For a decade before Alexander took over, the Bears averaged about four wins per year. In Shea’s four seasons, they’ve gone 7-22, 9-19, 6-20, and 8-16, the last three under Alexander.

“I think every year we have been getting a little better,” Shea said. “We play in a super hard conference, and that’s where we have a lot of our losses. Outside the conference we do a lot better.”

Alexander cites Shea for “incredible drive and work ethic” along with the speed and agility needed to “beat the ball to the spot” where she’ll be in best position to make the set.
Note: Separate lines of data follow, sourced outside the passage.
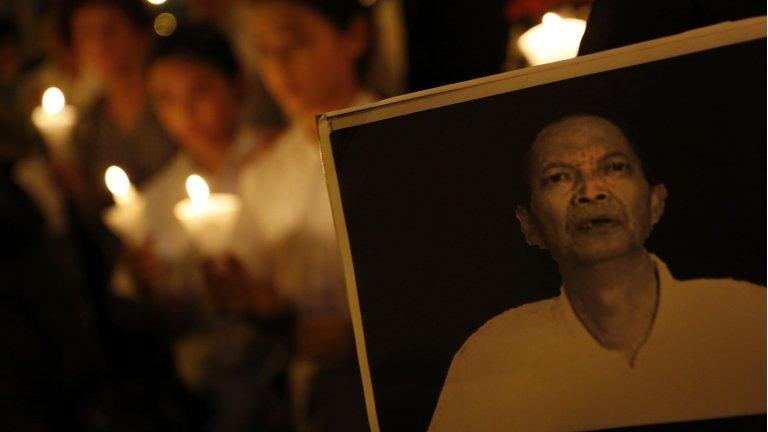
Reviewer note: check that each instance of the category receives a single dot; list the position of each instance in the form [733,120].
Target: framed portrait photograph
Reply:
[574,246]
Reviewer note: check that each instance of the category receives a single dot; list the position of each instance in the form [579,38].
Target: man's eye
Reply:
[618,166]
[555,178]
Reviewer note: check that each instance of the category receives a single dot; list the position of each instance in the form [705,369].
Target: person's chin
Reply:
[600,249]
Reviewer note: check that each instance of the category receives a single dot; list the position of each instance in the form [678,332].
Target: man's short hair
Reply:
[522,191]
[134,10]
[200,42]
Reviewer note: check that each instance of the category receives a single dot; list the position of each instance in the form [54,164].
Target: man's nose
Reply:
[590,189]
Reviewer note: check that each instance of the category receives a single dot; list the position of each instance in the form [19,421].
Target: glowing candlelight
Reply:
[556,38]
[126,218]
[198,190]
[209,219]
[55,120]
[53,101]
[119,185]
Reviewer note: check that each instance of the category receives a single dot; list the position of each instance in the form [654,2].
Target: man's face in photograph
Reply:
[589,198]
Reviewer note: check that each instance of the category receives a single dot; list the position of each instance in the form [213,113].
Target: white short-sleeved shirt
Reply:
[537,368]
[169,241]
[288,200]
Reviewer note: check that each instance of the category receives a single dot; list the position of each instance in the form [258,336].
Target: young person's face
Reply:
[306,61]
[590,200]
[197,103]
[106,41]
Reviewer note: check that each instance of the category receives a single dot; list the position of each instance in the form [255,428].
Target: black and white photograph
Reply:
[384,215]
[577,246]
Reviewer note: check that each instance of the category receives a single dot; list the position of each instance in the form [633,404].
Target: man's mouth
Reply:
[588,224]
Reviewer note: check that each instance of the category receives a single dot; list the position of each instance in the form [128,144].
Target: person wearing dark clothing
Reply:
[615,23]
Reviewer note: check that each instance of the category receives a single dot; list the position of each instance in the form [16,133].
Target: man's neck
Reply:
[615,300]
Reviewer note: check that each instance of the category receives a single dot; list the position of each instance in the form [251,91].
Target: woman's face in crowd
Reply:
[306,61]
[106,41]
[196,102]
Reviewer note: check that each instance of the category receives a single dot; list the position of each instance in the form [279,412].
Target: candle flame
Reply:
[53,101]
[197,189]
[550,18]
[556,38]
[117,181]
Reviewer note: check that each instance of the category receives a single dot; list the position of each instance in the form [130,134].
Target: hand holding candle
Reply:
[126,218]
[55,120]
[209,219]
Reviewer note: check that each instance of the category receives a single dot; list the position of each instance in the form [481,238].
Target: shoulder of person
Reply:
[529,325]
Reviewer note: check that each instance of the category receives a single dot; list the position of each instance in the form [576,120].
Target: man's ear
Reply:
[528,227]
[658,202]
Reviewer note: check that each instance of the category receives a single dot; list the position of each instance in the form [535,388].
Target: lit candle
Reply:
[209,219]
[55,120]
[556,38]
[126,218]
[119,185]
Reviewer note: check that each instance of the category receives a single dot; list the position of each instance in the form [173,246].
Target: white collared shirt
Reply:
[287,198]
[536,367]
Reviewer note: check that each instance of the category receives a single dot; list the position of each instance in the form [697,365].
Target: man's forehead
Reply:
[579,138]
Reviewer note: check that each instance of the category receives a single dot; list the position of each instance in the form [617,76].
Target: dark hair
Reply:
[9,31]
[341,14]
[134,10]
[522,187]
[200,42]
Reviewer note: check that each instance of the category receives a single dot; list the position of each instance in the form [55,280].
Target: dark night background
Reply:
[429,204]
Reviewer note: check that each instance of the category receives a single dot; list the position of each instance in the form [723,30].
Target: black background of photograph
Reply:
[429,204]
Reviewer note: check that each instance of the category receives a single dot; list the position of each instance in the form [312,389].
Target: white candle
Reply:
[119,185]
[209,219]
[55,120]
[556,38]
[126,218]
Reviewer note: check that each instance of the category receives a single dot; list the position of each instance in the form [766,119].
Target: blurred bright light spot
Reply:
[53,101]
[197,189]
[117,182]
[556,38]
[165,24]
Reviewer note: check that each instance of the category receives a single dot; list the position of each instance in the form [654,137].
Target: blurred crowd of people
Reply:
[104,334]
[108,334]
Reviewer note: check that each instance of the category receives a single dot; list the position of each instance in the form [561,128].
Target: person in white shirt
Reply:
[193,80]
[625,343]
[313,55]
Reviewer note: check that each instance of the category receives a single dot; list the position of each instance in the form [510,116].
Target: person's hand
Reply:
[325,339]
[148,272]
[230,289]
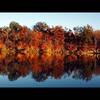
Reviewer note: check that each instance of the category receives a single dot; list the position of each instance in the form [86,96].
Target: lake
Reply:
[59,71]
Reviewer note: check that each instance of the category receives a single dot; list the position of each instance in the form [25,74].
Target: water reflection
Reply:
[82,67]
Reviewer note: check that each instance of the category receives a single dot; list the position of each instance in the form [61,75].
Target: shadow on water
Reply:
[79,67]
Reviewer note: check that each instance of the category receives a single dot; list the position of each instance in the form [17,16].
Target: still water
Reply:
[69,71]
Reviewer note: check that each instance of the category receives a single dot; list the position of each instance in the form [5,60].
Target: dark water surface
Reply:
[69,71]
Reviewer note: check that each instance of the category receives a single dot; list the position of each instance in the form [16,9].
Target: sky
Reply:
[68,20]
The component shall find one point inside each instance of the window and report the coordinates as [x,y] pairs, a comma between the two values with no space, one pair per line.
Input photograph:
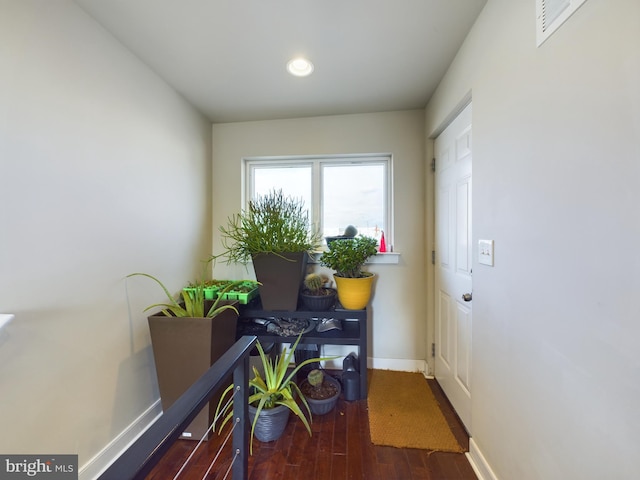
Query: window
[337,190]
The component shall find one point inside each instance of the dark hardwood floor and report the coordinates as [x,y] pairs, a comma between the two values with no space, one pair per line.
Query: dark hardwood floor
[340,448]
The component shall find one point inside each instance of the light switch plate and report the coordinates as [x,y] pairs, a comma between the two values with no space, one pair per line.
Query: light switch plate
[485,252]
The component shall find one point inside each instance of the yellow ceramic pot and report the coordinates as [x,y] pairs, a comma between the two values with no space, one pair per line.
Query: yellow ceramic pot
[354,293]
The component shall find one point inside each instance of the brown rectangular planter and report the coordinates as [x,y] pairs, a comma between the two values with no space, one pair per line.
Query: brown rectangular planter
[280,278]
[183,350]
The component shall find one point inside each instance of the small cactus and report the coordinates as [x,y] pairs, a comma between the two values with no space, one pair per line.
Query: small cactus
[313,282]
[315,377]
[350,231]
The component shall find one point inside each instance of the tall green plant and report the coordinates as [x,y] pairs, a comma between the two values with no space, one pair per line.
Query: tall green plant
[275,388]
[348,256]
[273,223]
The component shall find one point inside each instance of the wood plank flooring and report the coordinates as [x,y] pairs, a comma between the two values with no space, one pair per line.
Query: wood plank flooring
[340,448]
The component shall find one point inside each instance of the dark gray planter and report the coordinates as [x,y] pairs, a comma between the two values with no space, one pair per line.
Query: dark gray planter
[280,277]
[183,350]
[271,422]
[319,303]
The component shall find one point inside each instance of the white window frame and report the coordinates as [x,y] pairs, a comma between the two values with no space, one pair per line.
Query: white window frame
[316,162]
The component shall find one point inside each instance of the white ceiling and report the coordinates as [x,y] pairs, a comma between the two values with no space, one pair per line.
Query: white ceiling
[227,57]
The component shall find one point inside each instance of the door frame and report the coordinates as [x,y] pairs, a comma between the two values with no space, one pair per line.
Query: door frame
[430,202]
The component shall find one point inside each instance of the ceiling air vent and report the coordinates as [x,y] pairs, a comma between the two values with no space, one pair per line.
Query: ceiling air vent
[551,14]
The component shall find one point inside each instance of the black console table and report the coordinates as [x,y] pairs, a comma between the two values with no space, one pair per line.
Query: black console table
[354,330]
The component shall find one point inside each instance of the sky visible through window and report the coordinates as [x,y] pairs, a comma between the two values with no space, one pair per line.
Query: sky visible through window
[351,193]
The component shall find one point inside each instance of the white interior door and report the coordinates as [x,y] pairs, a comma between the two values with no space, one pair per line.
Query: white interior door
[454,263]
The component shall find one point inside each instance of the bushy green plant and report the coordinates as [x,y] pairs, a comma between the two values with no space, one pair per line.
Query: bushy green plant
[347,256]
[273,223]
[275,388]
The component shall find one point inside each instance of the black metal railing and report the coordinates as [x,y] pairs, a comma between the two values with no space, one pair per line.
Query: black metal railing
[140,458]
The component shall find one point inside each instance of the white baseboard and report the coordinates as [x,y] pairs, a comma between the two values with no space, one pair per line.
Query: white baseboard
[398,364]
[99,463]
[479,463]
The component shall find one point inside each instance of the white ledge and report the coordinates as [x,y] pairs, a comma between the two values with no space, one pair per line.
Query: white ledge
[388,258]
[5,318]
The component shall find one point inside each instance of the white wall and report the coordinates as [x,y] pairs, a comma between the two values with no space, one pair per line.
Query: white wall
[398,328]
[105,170]
[556,338]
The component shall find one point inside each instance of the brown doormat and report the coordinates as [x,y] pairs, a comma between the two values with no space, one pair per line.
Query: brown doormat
[404,413]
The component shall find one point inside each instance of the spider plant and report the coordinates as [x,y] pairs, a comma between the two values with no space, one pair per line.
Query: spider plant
[274,389]
[193,304]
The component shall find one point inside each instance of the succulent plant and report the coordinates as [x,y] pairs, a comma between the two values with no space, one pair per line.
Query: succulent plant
[313,282]
[315,377]
[350,231]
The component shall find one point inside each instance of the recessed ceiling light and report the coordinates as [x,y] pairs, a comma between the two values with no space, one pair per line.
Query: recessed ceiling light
[300,67]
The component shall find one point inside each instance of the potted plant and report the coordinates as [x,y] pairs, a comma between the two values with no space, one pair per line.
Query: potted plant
[321,392]
[188,335]
[275,233]
[347,257]
[272,396]
[315,295]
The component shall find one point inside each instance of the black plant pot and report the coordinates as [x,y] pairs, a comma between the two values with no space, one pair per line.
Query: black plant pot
[271,422]
[325,405]
[319,303]
[280,276]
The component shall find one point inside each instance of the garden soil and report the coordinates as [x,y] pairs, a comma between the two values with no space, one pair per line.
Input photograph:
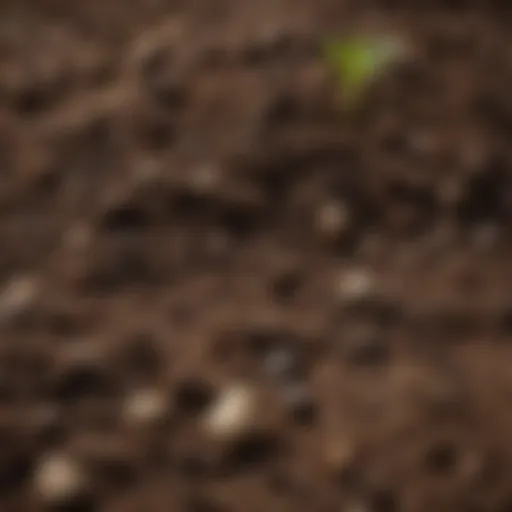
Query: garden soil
[189,209]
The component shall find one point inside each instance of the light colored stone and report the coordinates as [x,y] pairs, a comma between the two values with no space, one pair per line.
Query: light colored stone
[232,414]
[58,478]
[144,406]
[356,284]
[332,219]
[18,296]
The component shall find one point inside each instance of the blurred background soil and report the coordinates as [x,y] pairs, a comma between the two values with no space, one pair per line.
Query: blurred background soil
[220,293]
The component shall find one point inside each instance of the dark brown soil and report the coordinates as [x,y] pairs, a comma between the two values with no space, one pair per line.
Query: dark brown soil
[185,205]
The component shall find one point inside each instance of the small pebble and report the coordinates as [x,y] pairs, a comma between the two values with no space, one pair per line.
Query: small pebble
[332,220]
[59,479]
[18,297]
[144,406]
[356,285]
[232,414]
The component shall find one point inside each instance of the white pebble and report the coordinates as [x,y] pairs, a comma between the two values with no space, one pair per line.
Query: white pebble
[232,414]
[144,406]
[59,478]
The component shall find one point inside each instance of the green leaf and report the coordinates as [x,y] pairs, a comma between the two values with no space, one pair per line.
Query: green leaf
[358,61]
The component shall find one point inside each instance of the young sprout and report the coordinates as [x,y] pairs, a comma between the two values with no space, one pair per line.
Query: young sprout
[359,61]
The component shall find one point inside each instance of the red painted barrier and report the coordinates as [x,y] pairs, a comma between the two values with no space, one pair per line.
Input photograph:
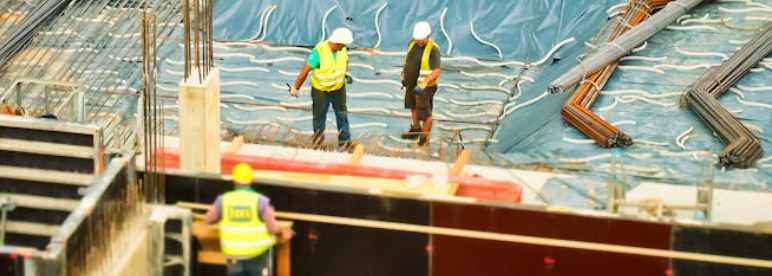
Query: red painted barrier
[475,187]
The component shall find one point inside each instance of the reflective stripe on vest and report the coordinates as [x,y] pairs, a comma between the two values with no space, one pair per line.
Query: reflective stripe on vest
[426,69]
[331,73]
[242,232]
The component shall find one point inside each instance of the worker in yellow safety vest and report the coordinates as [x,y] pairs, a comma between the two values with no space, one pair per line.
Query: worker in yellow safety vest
[247,226]
[329,63]
[420,76]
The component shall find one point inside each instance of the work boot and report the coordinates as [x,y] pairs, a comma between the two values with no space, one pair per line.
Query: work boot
[413,134]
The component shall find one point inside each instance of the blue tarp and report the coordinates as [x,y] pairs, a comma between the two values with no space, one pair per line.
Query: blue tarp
[524,30]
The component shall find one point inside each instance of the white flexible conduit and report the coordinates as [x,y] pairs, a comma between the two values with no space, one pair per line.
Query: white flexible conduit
[265,23]
[377,27]
[474,34]
[553,50]
[262,24]
[444,32]
[324,22]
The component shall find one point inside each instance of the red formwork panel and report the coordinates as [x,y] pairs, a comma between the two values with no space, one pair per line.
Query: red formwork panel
[464,256]
[475,187]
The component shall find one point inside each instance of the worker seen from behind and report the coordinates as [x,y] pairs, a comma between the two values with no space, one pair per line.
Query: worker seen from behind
[420,76]
[329,63]
[247,226]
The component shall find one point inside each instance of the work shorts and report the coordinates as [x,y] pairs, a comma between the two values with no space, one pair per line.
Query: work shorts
[423,102]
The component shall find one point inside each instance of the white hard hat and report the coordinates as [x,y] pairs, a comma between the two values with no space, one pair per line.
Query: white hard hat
[422,30]
[342,36]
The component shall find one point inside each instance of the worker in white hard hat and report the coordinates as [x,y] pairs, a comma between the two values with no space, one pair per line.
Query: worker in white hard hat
[329,62]
[420,76]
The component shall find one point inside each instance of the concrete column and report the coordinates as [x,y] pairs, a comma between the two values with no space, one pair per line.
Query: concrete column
[199,126]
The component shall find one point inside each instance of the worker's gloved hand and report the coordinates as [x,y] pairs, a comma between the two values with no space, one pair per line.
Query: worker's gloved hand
[293,91]
[286,234]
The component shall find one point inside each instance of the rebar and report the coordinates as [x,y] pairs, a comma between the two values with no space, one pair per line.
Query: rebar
[576,110]
[743,147]
[622,45]
[201,42]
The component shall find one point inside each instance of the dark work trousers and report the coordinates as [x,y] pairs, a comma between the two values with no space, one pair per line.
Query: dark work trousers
[258,266]
[321,104]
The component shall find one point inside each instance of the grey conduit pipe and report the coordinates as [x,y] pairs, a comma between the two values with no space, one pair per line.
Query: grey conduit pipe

Asked what it takes to be a good setter — to consistently loft a feather-soft ball right where one of the big girls can best smack it into the floorboards — she assessed:

“Well, definitely you need soft hands. And quick feet. And knowing who your hottest hitters are, which changes during the game. And tons of hustle, because you’re always running across the court.”

Shea notched her 1,000th at Stillwater on Oct. 8, with Kendra Gustafson making the kill on that one.

She did not get the ovation and recognition most athletes are accorded when they reach such a milestone. At home, the action would be stopped and an announcement made. This was on the road, where there’s usually at least an announcement. “But their P.A. system was broken,” said Shea. So, not even an announcement.

However, her team knew.

“We had a time out. They hugged me and said congratulations and that they were proud of me and I was so deserving,” Shea related. “My coach told me this had not been done (at White Bear Lake) for a long time.” Also, a friend hoisted a sign emblazoned with “1,000 assists, Sav Shea.”

Her main hitters this year were senior Maddie Andacht and sophomore Sammie Steffens. Previously the hitter who got the most kills from Shea was Courtney Moy. Meanwhile, the serve-receiver who starts the play by getting the ball to the setter was usually senior libero Isabella Bottacletti.

The 5-foot-5 Shea has been a setter since she started in sixth grade, except for one season as a libero on her Junior Olympics team, and a brief stint at DS (defensive specialist) with the Bears her sophomore year. She plays around the dial, never leaving the court, and made over 100 digs this year.

Her favorite individual matches were the career-ending loss to St. Paul Central “because we played so well” and a five-game win over Chicago Lakes her sophomore season because it ended a long losing streak.

A year-round volleyballer, Shea will continue with her club team, Sybergy, based in Champlin, this winter, and hopes to land on a college team.